| Israelis refuse wp { January 29 2002 } Original Source Link: (May no longer be active) http://www.washingtonpost.com/wp-dyn/articles/A51367-2002Jan28.htmlhttp://www.washingtonpost.com/wp-dyn/articles/A51367-2002Jan28.html
Israeli Reservists Refuse Territories Duty Combat Veterans Renounce 'Humiliating' Palestinians
By Lee Hockstader Washington Post Foreign Service Tuesday, January 29, 2002; Page A16
JERUSALEM, Jan. 28 -- More than 60 Israeli army reservists, half of them officers and all of them combat veterans, have publicly refused to continue serving in the West Bank and Gaza Strip on the grounds that Israel's occupation forces there are abusing and humiliating Palestinians.
"We will no longer fight beyond the Green Line for the purpose of occupying, deporting, destroying, blockading, killing, starving and humiliating an entire people," declared a petition signed by the reservists and published in Israel's best-selling daily newspaper, Yedioth Ahronoth. The Green Line refers to the border between Israel and the West Bank.
Over the years, eligible Israelis have sometimes declined to serve in the army or refused to serve in certain places for reasons of conscience or politics. What makes the current case unusual is that so many combat reservists, soldiers and officers have come forward publicly at one time.
The organizers of the petition -- a pair of reserve lieutenants in their twenties who have served in the Israeli-occupied territories -- say their goal is to collect 500 signatures in the coming weeks and launch a broad social campaign.
"We all have limits," reserve Lt. David Zonshein, 28, a software engineer and one of the men who drafted the petition, told Yedioth. "You can be the best officer, always be first . . . and suddenly you are asked to do things that should not be asked of you -- to shoot people, to stop ambulances, to destroy houses in which you don't know if there are people living."
Zonshein said his petition drive has triggered furious reactions. "We knew we'd get a lot of reactions, and some of them are not just critical, they're violent," he said. "These are hard people with very extreme beliefs."
Zonshein, who drafted the petition with reserve Lt. Yaniv Itzkovich, 26, a university teaching assistant, declined to grant interviews to foreign correspondents. But along with several other signatories of the petition, the two men told Yedioth about incidents in which they said Israeli troops opened fire on Palestinian children and other civilians who posed no apparent danger to their lives.

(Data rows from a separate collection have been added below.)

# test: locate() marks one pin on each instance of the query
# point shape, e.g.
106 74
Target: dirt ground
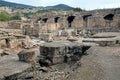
101 63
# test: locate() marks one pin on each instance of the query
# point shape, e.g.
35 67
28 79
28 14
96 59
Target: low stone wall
59 52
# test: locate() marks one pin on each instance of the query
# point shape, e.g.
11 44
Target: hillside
60 6
16 5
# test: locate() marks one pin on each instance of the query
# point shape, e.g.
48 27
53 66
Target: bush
4 16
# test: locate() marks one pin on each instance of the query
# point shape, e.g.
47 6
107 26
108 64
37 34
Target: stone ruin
67 37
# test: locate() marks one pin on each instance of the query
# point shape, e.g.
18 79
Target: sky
84 4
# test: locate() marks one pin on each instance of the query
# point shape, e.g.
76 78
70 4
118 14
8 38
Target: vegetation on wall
4 16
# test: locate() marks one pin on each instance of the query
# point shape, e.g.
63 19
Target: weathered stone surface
27 55
11 67
56 52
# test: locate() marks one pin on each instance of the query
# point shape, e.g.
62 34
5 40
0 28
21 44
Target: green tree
4 16
15 17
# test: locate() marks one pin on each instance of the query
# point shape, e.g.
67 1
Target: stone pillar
8 43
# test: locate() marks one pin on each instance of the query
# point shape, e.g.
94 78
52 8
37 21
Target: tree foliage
15 17
4 16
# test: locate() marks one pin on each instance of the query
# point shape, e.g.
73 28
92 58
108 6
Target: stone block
27 55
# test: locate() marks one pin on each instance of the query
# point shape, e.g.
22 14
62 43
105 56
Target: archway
70 19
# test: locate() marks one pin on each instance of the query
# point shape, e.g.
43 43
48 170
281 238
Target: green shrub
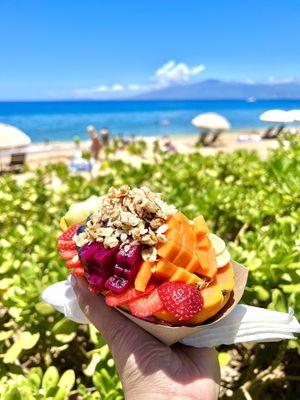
252 203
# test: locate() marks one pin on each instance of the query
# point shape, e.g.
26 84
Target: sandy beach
38 154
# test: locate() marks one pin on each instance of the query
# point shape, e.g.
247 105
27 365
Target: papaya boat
146 257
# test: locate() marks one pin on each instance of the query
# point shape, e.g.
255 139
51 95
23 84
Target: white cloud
168 74
284 79
172 73
117 88
134 86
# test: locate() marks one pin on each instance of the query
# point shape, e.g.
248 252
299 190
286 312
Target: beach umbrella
12 137
295 115
276 116
211 121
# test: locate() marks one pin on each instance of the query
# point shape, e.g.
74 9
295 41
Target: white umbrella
211 121
295 115
12 137
276 116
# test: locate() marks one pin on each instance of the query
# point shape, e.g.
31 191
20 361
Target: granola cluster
125 215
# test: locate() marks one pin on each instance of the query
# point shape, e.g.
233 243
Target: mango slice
225 277
164 270
200 227
143 276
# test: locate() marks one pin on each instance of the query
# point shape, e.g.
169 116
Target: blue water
60 120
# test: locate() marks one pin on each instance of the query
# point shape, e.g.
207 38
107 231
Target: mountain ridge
214 89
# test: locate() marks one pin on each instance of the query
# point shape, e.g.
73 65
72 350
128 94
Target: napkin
243 324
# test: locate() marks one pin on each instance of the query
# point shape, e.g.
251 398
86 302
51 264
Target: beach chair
17 161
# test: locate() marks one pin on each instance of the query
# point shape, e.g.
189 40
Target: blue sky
94 48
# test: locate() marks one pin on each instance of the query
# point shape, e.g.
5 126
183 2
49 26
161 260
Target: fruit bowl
149 260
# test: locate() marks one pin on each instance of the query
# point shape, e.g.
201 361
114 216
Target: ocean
61 120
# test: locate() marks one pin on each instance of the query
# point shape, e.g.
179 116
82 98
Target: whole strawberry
181 300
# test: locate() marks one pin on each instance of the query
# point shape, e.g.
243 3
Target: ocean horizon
61 120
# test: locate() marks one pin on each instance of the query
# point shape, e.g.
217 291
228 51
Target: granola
127 214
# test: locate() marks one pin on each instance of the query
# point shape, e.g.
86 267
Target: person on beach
96 144
105 136
147 368
76 140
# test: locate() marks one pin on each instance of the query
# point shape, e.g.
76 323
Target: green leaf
13 352
90 369
65 338
65 384
50 380
5 335
5 283
64 326
13 394
224 359
29 340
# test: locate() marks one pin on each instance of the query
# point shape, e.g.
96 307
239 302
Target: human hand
149 369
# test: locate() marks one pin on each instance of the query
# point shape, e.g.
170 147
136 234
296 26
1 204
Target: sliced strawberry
147 305
78 272
68 234
74 264
181 300
68 254
66 245
115 300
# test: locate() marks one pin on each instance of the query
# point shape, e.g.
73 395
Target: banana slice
223 259
217 243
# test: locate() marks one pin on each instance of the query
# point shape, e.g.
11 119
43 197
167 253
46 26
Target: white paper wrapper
242 324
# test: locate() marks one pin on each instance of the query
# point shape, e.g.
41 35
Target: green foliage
252 203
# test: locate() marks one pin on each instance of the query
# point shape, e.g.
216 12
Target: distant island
213 89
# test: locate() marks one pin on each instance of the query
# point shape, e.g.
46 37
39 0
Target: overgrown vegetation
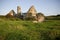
16 29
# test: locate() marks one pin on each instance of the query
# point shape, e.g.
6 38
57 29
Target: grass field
26 30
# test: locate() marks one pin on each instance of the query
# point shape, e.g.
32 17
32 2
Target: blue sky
47 7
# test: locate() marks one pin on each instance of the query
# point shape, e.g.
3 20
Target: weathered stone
11 13
18 9
40 17
32 11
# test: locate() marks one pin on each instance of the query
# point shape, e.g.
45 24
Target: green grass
26 30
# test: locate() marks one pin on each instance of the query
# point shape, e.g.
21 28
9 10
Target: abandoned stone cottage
31 14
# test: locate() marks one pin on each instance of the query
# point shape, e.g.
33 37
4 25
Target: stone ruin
31 13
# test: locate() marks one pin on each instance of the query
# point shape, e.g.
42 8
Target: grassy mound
26 30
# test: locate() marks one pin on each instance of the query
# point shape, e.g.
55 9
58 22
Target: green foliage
16 29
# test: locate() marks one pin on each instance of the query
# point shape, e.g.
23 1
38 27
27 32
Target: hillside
16 29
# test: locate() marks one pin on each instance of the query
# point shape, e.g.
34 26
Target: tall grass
26 30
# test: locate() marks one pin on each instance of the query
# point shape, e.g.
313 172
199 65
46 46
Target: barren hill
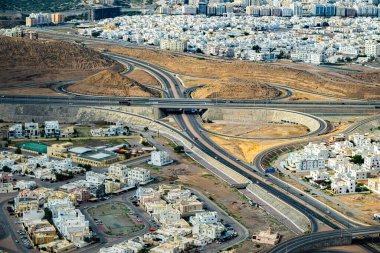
304 76
29 61
235 88
111 83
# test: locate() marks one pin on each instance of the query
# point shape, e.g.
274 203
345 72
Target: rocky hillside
50 54
30 61
235 88
111 83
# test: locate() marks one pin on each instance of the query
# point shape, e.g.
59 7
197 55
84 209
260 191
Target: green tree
179 149
48 215
357 159
6 169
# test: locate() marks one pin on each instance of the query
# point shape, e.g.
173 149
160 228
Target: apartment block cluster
118 179
283 8
342 162
118 129
32 130
313 39
39 19
40 166
183 223
65 229
19 32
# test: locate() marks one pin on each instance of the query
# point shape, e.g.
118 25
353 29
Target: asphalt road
190 126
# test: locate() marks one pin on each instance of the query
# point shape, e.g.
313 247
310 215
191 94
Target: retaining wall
260 114
66 114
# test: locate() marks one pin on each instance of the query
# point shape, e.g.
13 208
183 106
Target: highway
189 124
293 245
193 131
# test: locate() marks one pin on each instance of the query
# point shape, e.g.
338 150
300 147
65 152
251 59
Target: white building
212 231
31 130
317 175
372 162
15 131
95 178
342 184
300 162
118 171
372 48
51 129
6 187
160 158
204 218
175 45
22 185
113 130
138 176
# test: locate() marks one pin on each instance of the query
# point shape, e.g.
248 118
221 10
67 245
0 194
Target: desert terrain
143 77
258 129
236 88
334 82
111 83
33 61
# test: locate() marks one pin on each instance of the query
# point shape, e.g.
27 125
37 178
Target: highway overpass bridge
319 240
187 105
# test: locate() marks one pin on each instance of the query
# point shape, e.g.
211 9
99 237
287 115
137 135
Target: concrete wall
263 115
299 221
66 114
320 244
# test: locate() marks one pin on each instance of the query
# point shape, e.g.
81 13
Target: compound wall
264 115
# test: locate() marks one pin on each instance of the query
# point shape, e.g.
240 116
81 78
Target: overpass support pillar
315 244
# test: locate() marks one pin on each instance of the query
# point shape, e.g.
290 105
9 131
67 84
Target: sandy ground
112 83
8 243
304 96
259 129
32 61
245 150
303 76
143 77
32 91
367 204
343 249
186 171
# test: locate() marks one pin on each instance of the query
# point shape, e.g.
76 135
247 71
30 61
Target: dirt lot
115 219
111 83
367 204
188 172
296 75
32 61
258 129
143 77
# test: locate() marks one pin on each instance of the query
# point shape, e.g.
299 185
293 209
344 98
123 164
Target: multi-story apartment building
138 176
160 158
175 45
57 18
372 48
95 178
52 129
31 130
15 131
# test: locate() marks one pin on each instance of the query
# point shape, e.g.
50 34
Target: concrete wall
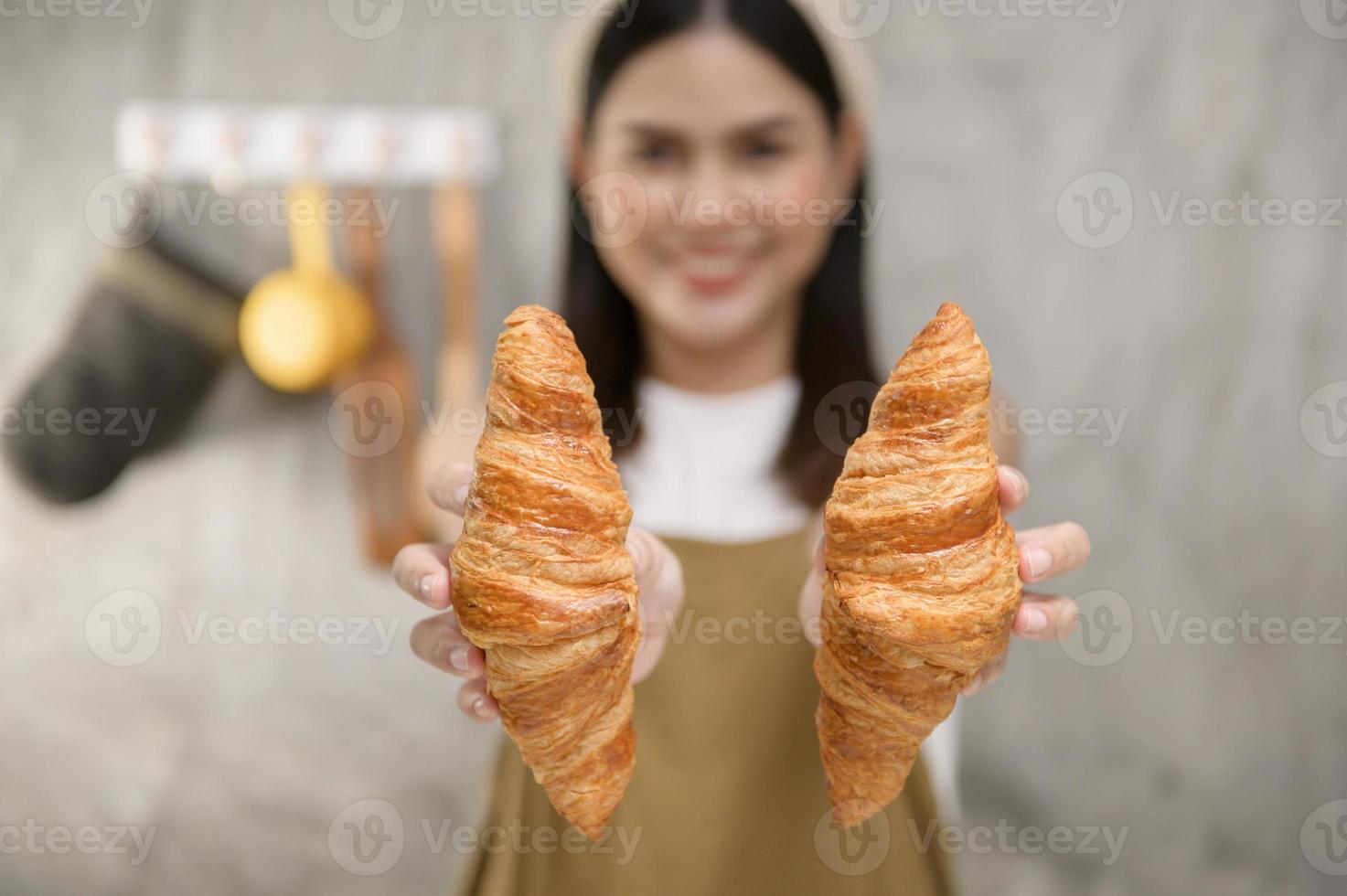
1211 501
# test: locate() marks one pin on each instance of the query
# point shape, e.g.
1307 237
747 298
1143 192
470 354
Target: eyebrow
651 130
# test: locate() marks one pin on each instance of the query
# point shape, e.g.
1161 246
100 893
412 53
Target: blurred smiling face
741 179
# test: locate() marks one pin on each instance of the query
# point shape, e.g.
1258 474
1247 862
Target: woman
717 325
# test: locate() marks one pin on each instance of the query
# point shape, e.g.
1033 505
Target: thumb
659 574
449 486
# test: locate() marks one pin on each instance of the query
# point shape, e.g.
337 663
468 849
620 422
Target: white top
702 469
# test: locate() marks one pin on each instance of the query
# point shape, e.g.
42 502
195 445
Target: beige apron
728 794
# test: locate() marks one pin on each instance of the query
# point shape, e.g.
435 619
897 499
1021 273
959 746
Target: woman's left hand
1044 551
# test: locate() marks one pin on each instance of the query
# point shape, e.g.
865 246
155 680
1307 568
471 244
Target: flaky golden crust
541 577
922 581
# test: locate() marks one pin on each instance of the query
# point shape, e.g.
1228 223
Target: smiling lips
715 270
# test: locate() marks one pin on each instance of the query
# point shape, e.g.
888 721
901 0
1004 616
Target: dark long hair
831 344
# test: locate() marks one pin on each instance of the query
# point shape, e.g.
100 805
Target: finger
447 486
808 606
1013 488
1045 617
476 702
988 674
439 642
1053 550
422 571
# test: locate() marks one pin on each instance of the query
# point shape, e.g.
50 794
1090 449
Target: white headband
851 68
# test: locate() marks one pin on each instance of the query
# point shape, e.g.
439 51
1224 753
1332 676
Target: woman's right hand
422 571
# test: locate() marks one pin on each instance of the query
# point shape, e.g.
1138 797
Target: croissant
541 577
922 571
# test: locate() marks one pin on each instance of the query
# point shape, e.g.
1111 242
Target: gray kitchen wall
1181 383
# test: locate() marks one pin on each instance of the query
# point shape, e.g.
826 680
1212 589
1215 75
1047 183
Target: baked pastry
922 573
541 577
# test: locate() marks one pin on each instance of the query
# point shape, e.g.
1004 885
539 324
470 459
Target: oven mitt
140 356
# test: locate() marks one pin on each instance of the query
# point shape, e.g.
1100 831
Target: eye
657 153
765 148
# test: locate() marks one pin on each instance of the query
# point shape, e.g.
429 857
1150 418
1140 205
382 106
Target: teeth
711 267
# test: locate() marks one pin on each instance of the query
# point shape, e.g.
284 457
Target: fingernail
1035 620
1040 560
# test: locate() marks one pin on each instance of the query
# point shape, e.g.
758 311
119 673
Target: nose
712 196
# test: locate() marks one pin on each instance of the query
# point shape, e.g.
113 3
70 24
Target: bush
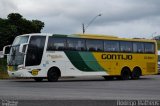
3 68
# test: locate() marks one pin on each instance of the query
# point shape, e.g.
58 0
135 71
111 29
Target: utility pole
83 26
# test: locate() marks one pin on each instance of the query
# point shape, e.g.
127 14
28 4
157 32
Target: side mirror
22 48
6 49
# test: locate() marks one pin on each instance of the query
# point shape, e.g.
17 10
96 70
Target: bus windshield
15 57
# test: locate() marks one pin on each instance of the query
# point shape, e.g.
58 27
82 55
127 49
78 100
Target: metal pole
84 28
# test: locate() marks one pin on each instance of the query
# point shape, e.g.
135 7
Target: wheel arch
137 68
56 69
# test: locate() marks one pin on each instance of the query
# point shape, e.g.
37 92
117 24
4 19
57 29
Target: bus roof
92 36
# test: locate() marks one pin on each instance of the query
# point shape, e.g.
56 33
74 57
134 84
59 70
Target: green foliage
16 25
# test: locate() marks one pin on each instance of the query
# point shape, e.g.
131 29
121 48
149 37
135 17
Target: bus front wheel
125 74
53 75
38 79
136 73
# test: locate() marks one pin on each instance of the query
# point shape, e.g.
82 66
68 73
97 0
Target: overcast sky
123 18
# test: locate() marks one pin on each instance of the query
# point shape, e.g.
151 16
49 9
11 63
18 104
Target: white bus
52 56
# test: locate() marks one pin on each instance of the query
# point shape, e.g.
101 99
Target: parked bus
53 56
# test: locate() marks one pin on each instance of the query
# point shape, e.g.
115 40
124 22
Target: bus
52 56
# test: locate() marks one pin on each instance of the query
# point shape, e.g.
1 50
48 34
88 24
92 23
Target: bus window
56 44
149 47
125 46
35 50
75 44
138 47
94 45
111 46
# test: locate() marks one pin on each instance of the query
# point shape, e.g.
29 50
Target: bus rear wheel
53 75
38 79
108 77
125 74
136 73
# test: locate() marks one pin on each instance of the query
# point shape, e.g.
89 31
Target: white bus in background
1 54
159 61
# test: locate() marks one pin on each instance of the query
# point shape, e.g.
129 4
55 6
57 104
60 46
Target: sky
122 18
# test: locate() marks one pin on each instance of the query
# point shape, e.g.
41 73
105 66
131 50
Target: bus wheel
125 74
108 77
53 75
38 79
136 73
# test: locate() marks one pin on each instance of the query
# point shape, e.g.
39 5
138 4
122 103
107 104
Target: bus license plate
34 72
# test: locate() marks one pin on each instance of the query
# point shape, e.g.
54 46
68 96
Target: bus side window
94 45
111 46
149 48
56 44
138 47
126 46
75 44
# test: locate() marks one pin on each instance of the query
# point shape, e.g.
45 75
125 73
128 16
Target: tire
136 73
38 79
125 74
53 75
108 77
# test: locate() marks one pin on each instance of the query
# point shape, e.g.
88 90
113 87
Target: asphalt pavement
81 88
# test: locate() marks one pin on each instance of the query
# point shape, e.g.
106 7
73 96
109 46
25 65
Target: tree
16 25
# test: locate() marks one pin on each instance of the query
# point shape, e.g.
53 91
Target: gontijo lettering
116 57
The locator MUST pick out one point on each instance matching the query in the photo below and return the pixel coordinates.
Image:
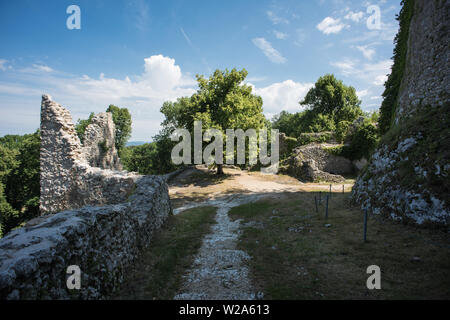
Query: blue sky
(138, 54)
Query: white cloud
(2, 64)
(268, 50)
(37, 69)
(282, 96)
(276, 19)
(330, 25)
(280, 35)
(362, 93)
(301, 37)
(144, 94)
(366, 51)
(380, 80)
(354, 16)
(347, 67)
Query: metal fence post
(365, 225)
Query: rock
(98, 219)
(99, 146)
(405, 178)
(312, 162)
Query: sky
(138, 53)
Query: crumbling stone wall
(101, 241)
(313, 162)
(99, 146)
(98, 219)
(407, 177)
(71, 174)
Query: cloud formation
(268, 50)
(282, 96)
(276, 19)
(354, 16)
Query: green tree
(392, 85)
(332, 97)
(221, 102)
(122, 121)
(142, 159)
(81, 126)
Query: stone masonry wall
(102, 241)
(407, 177)
(99, 143)
(98, 219)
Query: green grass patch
(158, 273)
(296, 256)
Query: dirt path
(219, 270)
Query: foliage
(342, 130)
(332, 106)
(19, 179)
(221, 102)
(142, 159)
(363, 142)
(81, 126)
(331, 97)
(294, 125)
(392, 85)
(122, 121)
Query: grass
(296, 256)
(158, 273)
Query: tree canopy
(332, 97)
(221, 102)
(122, 121)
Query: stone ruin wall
(96, 218)
(426, 79)
(425, 83)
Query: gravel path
(219, 271)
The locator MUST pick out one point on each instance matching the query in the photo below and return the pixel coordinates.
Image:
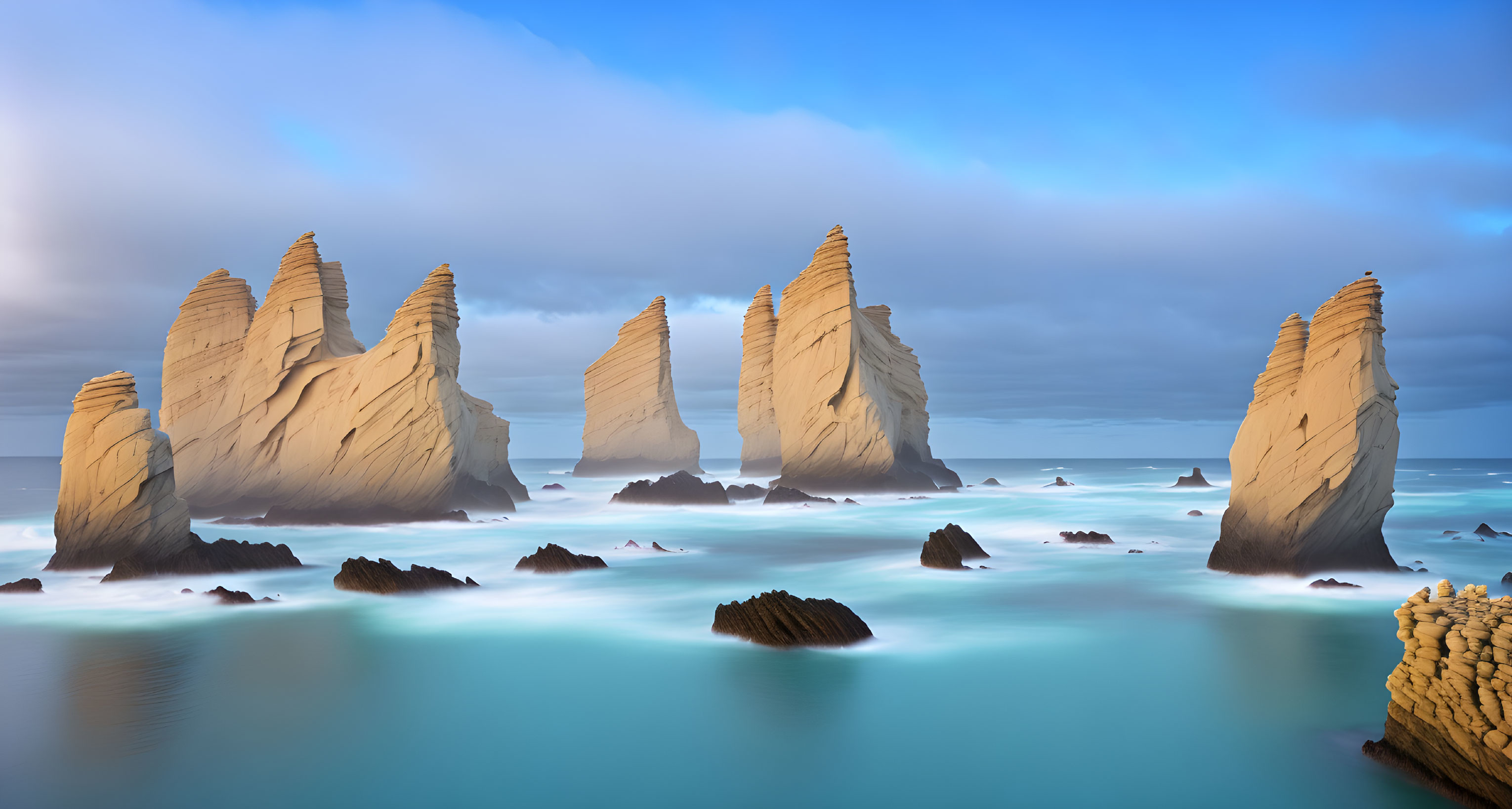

In a statement, the Israeli army's general staff said: "To serve in the Israeli Defense Forces is obligatory under the law and there is no place for reserve soldiers to choose what jobs they want and what jobs they don't want. The writers of the petition don't represent the soldiers and officers of the reserve who understand their mission and are working days and nights toward the security of the state of Israel and peace for its citizens."
Most Israeli men are required to serve as army reservists until they are 45 years old, typically spending at least a few weeks each year away from their families and civilian jobs.
The spokesman for Prime Minister Ariel Sharon, Raanan Gissin, said allegations of abuse by the army should be investigated, but he dismissed the petition and refusals to serve in the army as a "marginal phenomenon." The petition "undermines the basic tenet of Israeli democracy," he said. "You can't have a government in which people can decide they'll . . . bomb this target but not that target. You abide by the rule of the majority, and the majority has decided this is the government and this is its policy."
Since the current Palestinian armed uprising erupted in September 2000, more than 500 Israelis have refused to serve in the Israeli-occupied territories, including pacifists and veterans, recruits and reservists, according to There is a Limit, an Israeli group that monitors and encourages such objectors. Of that number, about 40, including 12 reserve officers, have been sentenced to relatively brief prison terms, the group said. Others have been ignored or given army jobs in Israel.
Ram Rahat, a former Israeli combat soldier who refused to serve during Israel's invasion of Lebanon in 1982, said the current dissent mirrors patterns from previous conflicts.
"This says that people who have gone through [army reserve duty] a couple of times, going through the territories and seeing the reality of what's going on there, are starting to get fed up with it," said Rahat, 45, an accountant. "It's exactly what happened in the first intifada as well. As more and more people did reserve duty and came back for their second and third tours, there were more and more cases of refusal."
More than 1,000 people have been killed in the past 16 months of violence, about three-quarters of them Palestinians. American, European and Israeli human rights groups have criticized the Israeli army for using excessive force against unarmed Palestinian demonstrators, for opening fire on civilians who posed no apparent threat and for failing to investigate such cases.